Unemployment in the eurozone remained stuck at 11.5 per cent for a third consecutive month in August, data released on Tuesday showed, defying efforts to whittle it down.
The 18-country currency bloc has pulled out of recession, but has struggled to make a significant dent in unemployment since it reached a record 12 per cent last year.
August’s seasonally adjusted rate was in line with analysts’ expectations. The month saw a total of 18.3 million people out of work in the eurozone, according to the European Union’s statistics agency Eurostat.
In the wider, 28-country EU, 24.6 million people were estimated to be jobless in August, yielding an unemployment rate of 10.1 per cent – down from 10.2 per cent a month earlier.
“The level of unemployment has been slowly decreasing in Europe over the last year, but remains unacceptably high,” EU Employment Commissioner Laszlo Andor said in a statement.
“In the absence of overall economic growth, no labour market reform can resolve an economic crisis of the magnitude we are experiencing in Europe,” he added.
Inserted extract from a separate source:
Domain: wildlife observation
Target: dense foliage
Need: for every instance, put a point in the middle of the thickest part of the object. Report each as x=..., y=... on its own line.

Youth unemployment has been of particular concern. In August, 3.3 million people under the age of 25 were out of work in the eurozone and just under 5 million in the EU.
The highest youth unemployment rates continued to be found in Spain and Greece at over 50 per cent. The two countries also have consistently posted the highest overall jobless rates at around 25 per cent.
Germany and Austria, on the other hand, have been recording the lowest unemployment rates. In August, they were under 5 per cent overall and around 8 per cent for youths.